A Ficha Limpa e a fogueira das vaidades

Esta semana vimos alguns recursos de políticos atingidos pela Lei da Ficha Limpa, mesmo que eles estivessem expostos a críticas dos adversários, querem concorrer.

Padre Girolamo Savonarola,
Muitos apostam no esquecimento e/ou falta de memória dos eleitores com os delitos que os incluíram na lista de inelegíveis. São como que imposições que fazem as suas vaidades, impossíveis de reconhecer que o erro julgados por colegiados de juízes afigura-se injusto contra suas pretensões.
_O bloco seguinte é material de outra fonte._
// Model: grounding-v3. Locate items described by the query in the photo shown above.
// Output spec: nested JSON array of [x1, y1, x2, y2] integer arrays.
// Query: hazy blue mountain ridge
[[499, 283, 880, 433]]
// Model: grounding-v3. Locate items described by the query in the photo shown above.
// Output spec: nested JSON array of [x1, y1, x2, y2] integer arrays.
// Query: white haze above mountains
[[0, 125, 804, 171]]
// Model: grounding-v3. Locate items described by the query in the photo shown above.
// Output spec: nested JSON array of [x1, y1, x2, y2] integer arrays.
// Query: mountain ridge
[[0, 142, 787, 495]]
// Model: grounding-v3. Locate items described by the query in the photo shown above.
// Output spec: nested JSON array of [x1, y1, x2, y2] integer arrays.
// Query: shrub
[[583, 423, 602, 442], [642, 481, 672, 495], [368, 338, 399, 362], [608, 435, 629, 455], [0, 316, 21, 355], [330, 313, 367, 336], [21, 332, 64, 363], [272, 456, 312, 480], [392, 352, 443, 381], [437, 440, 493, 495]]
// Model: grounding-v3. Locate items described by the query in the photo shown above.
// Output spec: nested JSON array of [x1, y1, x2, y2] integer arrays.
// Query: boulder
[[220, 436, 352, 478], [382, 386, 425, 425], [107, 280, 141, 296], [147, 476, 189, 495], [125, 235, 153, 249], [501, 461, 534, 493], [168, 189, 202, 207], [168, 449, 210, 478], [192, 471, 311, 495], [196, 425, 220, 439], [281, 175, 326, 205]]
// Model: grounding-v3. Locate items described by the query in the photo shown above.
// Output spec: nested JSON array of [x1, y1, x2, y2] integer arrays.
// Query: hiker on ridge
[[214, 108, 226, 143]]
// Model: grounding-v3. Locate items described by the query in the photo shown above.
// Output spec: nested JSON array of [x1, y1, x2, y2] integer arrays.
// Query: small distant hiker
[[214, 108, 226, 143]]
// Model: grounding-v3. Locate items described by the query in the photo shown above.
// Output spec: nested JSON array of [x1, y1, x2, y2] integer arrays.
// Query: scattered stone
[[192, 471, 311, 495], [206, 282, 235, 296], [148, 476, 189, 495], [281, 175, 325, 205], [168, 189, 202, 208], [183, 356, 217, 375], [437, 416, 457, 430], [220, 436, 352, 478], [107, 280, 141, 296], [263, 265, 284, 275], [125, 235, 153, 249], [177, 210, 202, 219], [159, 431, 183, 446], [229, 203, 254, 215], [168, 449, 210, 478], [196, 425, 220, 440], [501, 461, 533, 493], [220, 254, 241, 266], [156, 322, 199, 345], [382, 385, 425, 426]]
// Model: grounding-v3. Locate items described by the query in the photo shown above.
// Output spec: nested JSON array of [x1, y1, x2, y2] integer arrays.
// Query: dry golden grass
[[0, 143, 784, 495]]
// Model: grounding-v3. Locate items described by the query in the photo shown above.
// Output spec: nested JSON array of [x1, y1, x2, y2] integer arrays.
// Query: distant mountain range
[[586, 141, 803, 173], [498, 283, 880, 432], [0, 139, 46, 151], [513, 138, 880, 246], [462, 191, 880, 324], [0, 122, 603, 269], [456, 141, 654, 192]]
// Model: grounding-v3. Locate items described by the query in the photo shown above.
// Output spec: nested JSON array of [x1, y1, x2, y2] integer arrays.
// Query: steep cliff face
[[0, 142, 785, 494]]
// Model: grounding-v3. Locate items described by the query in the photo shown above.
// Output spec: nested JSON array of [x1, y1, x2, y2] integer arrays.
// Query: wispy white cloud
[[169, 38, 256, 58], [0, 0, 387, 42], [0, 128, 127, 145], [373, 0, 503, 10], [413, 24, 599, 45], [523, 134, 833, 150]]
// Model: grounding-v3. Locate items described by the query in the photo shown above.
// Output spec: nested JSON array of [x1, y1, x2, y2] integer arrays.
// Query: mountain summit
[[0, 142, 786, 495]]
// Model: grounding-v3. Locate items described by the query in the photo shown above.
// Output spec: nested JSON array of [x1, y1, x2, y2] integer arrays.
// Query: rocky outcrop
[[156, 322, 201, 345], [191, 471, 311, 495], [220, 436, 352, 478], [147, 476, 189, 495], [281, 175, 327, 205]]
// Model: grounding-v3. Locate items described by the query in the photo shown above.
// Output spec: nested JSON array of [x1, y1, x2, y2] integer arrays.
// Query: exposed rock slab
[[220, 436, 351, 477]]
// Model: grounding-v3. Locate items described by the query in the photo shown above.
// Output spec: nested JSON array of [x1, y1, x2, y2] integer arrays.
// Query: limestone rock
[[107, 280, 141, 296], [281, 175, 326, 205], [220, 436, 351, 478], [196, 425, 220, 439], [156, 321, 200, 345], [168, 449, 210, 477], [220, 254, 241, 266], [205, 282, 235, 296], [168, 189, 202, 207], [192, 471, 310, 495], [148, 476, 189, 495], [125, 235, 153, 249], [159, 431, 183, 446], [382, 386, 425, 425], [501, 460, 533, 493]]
Vêem ali uma perseguição política, uma fogueira de vaidades de inimigos que os querem destruir, impondo com a proibição, uma prática medieval. 

Medieval ? Sim, o termo “Fogueira das Vaidades” nasceu no dia de Carnaval de 1497, quando os fanáticos seguidores do padre Girolamo Savonarola, (o mesmo que é retratado no livro “A regra de quatro”, de Ian Caldwell), reuniram e queimaram publicamente milhares de objetos em Florença. Entre estes encontravam-se livros, manuscritos de peças musicais, quadros e muitos artigos de luxo como espelhos, cosméticos ou vestuário, mesas de jogo, e outros objetos supostamente pecaminosos a que conseguiram deitar as mãos. Conta-se que terão sido queimadas todas as cópias do Decameron de Bocaccio e das obras de Ovídio que haviam, na época, em Florença e que o próprio Boticelli foi obrigado deitar quadros seus ao fogo.  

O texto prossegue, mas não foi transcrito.